El crimen más grande

La mal llamada guerra contra el narco, declarada por Felipe Calderón en 2007, transformó radicalmente a la sociedad mexicana y es uno de los procesos más determinantes en la historia de nuestro país. Los datos son irrefutables, basta con observar el número de homicidios anuales entre 1990 y 2019 para constatar su impacto. La tendencia a la baja de homicidios que se mantuvo en México a lo largo de la segunda mitad del siglo XX continuó durante los noventa y los primeros años de los dos mil hasta llegar a su punto más bajo, precisamente, en 2007. Ese año –el año con el menor número de homicidios desde que se lleva un registro oficial– el presidente de la República inició una guerra civil que desató una violencia sin precedentes. Esta guerra ha marcado la vida de todas las personas que habitan o transitan por nuestro país de entonces a la fecha. Las condiciones en las que fue declarada, la forma en que se llevó a cabo y sus funestos resultados son conocidos por todos, no obstante, me gustaría llamar la atención sobre algunas cuestiones de estos tres elementos para dimensionar, en conjunto, su trascendencia.

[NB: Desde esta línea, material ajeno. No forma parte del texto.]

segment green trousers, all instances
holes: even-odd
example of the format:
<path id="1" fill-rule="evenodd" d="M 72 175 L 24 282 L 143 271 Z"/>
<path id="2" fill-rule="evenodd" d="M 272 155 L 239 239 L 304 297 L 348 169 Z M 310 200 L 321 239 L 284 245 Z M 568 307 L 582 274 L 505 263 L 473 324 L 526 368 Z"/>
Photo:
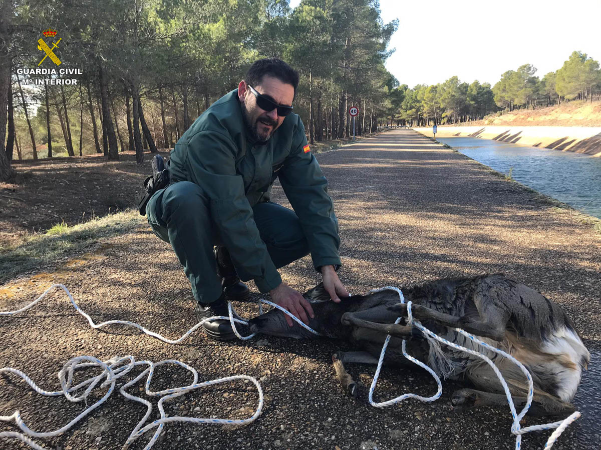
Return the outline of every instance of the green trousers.
<path id="1" fill-rule="evenodd" d="M 180 181 L 157 191 L 146 206 L 148 223 L 157 236 L 171 244 L 184 268 L 194 298 L 210 303 L 221 295 L 214 245 L 221 244 L 209 212 L 209 200 L 200 187 Z M 271 202 L 252 208 L 255 223 L 272 261 L 278 268 L 309 253 L 309 245 L 294 211 Z M 251 277 L 237 268 L 243 281 Z"/>

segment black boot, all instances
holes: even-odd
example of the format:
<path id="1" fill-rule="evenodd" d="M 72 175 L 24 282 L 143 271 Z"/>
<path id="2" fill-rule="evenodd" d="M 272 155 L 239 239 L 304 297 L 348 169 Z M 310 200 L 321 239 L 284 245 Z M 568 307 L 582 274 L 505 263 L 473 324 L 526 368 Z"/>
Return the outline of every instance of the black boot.
<path id="1" fill-rule="evenodd" d="M 227 299 L 239 301 L 248 298 L 251 291 L 248 286 L 240 281 L 230 257 L 230 252 L 221 245 L 216 247 L 214 251 L 217 261 L 217 275 L 221 277 L 223 293 Z"/>
<path id="2" fill-rule="evenodd" d="M 221 294 L 221 296 L 212 303 L 204 304 L 197 302 L 194 313 L 198 322 L 202 322 L 213 316 L 227 317 L 230 315 L 225 296 L 224 294 Z M 204 322 L 203 324 L 203 330 L 209 337 L 217 341 L 229 341 L 236 337 L 230 321 L 221 319 Z"/>

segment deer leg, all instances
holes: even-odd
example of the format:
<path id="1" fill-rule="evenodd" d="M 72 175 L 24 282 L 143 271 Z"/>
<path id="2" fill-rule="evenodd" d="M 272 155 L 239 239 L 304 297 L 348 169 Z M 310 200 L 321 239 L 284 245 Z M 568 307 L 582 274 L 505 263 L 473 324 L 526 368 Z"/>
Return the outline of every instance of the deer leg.
<path id="1" fill-rule="evenodd" d="M 522 407 L 528 400 L 525 396 L 512 395 L 513 404 L 517 409 Z M 461 389 L 453 392 L 451 397 L 453 409 L 463 411 L 478 406 L 507 407 L 507 398 L 502 394 L 486 392 L 473 389 Z M 558 414 L 571 414 L 575 408 L 551 395 L 535 390 L 532 404 L 528 414 L 532 416 L 549 416 Z"/>
<path id="2" fill-rule="evenodd" d="M 378 359 L 367 352 L 337 352 L 332 355 L 332 362 L 336 370 L 336 376 L 343 391 L 353 400 L 359 397 L 359 389 L 356 382 L 344 368 L 345 362 L 355 362 L 360 364 L 377 364 Z"/>
<path id="3" fill-rule="evenodd" d="M 388 307 L 388 309 L 399 316 L 407 315 L 407 304 L 405 303 L 397 303 Z M 418 320 L 433 320 L 451 328 L 462 328 L 468 333 L 490 338 L 495 341 L 502 341 L 505 337 L 505 325 L 508 319 L 507 313 L 492 304 L 484 311 L 484 320 L 480 317 L 478 319 L 480 320 L 466 316 L 458 317 L 421 305 L 412 304 L 411 313 L 413 318 Z M 479 310 L 478 313 L 481 316 L 483 315 L 482 311 Z"/>
<path id="4" fill-rule="evenodd" d="M 344 355 L 344 353 L 341 353 Z M 332 362 L 334 365 L 334 370 L 336 371 L 336 376 L 338 377 L 340 382 L 340 387 L 353 400 L 357 400 L 359 397 L 359 389 L 357 389 L 357 383 L 353 379 L 346 369 L 344 368 L 344 363 L 341 359 L 338 357 L 338 353 L 332 355 Z"/>
<path id="5" fill-rule="evenodd" d="M 361 328 L 367 328 L 398 337 L 407 337 L 412 335 L 411 330 L 413 329 L 412 326 L 406 326 L 394 323 L 376 323 L 376 322 L 364 320 L 356 317 L 354 313 L 345 313 L 343 315 L 341 321 L 345 325 L 354 325 Z"/>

Fuente: Elaborada por el autor con datos del INEGI.
 

En cuanto a las condiciones de su declaración, lo primero que hay que destacar es que Calderón nunca habló de hacer una guerra durante su campaña. Quienes votaron por él lo hicieron sin saber que a unos cuantos días de llegar a la presidencia ejecutaría una decisión autoritaria y unilateral que determinaría el desarrollo de su sexenio y de los que le han seguido. Y aún más importante: Calderón no ganó las elecciones del 2006 mediante un proceso limpio o democrático. El temor de que un candidato autoritario e intransigente, que representaba un “peligro para México”, llegara a la presidencia llevó a buena parte de las élites intelectuales, políticas y empresariales a cerrar filas con el panista. Las últimas dos no repararon en recurrir a prácticas ilegales. La movilización de sindicatos, el uso de recursos ilícitos, la difamación en medios masivos, la coacción y amenazas de patrones hacia sus empleados y el descarado apoyo oficial del gobierno de Vicente Fox fueron reconocidos por el mismo Tribunal Electoral, quien, injustificadamente, terminó avalando la elección. A ello se sumó la negativa del recuento de votos tras los comicios, el cual se presentaba lógico y necesario en tanto el número total de votos invalidados o mal escrutados superaba la diferencia entre ambos candidatos (Crespo, 2006: hablan las actas, 2006). Este turbio proceso resultó en una crisis de legitimidad del gobierno de Calderón, la cual se buscó atacar, entre otras cosas, con la guerra mencionada.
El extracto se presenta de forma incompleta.